Pensione amara per chi entra nel mercato del lavoro oggi. Nel 2060 potrebbe arrivare solo al 64,8% dell'ultima retribuzione (Foto Ansa) - Blitz Quotidiano
Un taglio di 17 punti percentuali sul reddito pensionistico rispetto all’ultima busta paga. Questo emerge da un Focus sulle pensioni di Confcooperative con il Cnesis, secondo il quale il tasso di sostituzione per le persone che hanno iniziato a lavorare negli ultimi anni crollerà al 64,8%. L’Italia, si legge, è prima in Ue per spesa previdenziale, ma terzultima per valore delle retribuzioni.
Una persona che ha cominciato a lavorare nel 1982 a 29 anni ed è andata in pensione nel 2020 a 67 anni con 38 anni di contributi può contare su una pensione con un tasso di sostituzione della retribuzione dell’81,5% mentre il tasso crolla per chi è entrato nel mondo del lavoro nel 2022, sempre a 29 anni e sempre a fronte di 67 anni di età e 38 di contributi nel 2060.
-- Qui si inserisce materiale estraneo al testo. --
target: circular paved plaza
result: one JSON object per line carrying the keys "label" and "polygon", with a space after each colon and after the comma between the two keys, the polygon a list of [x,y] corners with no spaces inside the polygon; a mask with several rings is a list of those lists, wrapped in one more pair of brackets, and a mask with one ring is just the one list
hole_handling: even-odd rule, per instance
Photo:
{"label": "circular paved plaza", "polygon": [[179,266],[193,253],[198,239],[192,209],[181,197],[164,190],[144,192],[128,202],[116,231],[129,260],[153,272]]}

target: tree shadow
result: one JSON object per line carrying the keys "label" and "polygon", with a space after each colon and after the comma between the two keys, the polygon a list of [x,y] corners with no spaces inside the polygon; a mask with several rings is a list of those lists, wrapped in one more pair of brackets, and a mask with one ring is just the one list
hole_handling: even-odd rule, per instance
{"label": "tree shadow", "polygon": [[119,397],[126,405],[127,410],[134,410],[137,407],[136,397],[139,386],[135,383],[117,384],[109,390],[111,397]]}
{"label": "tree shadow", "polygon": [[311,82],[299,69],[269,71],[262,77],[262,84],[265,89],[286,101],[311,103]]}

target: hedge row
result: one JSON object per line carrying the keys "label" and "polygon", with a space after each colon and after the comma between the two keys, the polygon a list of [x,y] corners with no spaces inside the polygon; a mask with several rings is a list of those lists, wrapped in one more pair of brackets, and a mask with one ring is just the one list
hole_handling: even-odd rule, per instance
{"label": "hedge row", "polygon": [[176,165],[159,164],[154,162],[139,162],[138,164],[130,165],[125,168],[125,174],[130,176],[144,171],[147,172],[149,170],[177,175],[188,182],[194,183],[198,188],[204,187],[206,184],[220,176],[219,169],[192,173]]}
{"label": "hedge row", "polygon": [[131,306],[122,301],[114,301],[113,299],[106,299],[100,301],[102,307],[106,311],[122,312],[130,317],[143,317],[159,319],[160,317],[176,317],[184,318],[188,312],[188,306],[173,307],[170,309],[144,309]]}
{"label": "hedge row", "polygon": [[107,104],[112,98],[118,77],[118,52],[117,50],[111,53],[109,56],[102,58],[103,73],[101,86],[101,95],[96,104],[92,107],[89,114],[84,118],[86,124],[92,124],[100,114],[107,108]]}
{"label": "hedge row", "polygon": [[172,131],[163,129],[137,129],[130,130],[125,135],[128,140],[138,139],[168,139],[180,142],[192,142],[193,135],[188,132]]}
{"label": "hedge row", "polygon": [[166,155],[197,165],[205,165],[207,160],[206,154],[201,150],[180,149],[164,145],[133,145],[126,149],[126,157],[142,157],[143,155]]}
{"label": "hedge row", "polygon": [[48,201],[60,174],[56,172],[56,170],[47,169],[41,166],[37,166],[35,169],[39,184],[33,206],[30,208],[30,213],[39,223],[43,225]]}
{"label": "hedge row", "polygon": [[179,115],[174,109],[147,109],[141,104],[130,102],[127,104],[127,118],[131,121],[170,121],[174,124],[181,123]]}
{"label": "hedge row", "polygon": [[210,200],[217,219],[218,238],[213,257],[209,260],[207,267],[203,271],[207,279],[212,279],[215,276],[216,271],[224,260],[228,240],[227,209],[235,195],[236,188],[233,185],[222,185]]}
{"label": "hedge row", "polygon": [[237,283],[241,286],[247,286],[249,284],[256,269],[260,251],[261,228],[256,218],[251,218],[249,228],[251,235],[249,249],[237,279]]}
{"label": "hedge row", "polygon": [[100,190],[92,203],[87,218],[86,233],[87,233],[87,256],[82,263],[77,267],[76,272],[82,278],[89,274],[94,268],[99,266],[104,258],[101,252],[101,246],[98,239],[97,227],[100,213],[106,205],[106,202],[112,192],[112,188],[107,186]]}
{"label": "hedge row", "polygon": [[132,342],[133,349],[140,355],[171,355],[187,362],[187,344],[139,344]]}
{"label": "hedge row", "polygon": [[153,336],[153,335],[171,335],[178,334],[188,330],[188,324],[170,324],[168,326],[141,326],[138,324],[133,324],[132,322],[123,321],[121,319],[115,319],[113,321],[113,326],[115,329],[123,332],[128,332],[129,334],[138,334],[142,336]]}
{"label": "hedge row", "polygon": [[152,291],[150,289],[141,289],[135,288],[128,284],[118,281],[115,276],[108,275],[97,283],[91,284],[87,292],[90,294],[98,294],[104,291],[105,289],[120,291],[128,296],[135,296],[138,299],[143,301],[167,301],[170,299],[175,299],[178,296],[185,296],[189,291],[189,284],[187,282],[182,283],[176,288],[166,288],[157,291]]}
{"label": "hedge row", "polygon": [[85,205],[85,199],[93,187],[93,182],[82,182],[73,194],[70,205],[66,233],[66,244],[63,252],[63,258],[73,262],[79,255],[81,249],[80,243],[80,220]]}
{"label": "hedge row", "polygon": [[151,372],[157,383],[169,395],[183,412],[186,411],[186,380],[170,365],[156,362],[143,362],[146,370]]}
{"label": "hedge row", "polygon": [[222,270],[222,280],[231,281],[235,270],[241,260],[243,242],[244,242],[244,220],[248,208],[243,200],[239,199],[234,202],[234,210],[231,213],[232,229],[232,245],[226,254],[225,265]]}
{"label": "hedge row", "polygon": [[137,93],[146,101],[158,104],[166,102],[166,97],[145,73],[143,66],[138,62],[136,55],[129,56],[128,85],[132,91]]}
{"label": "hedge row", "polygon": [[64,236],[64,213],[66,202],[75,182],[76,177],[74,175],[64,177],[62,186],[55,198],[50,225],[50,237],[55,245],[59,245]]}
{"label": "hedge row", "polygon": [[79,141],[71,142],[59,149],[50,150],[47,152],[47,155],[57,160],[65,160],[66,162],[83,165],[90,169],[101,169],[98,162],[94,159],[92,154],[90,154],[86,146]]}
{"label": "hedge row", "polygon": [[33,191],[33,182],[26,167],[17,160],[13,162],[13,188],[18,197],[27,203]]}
Questo è ciò che attende chi oggi entra nel mercato del lavoro rispetto a chi va in pensione adesso. “Una vera ipoteca sul futuro che si somma ai salari tra i più bassi d’Europa, a una crescente diffusione della povertà lavorativa e a una forte riduzione di lavoratori, ben 7,7 milioni in meno, entro il 2050. È il frutto di dinamiche incrociate degli ultimi 30 anni”, afferma il presidente di Coonfcooperative, Maurizio Gardini.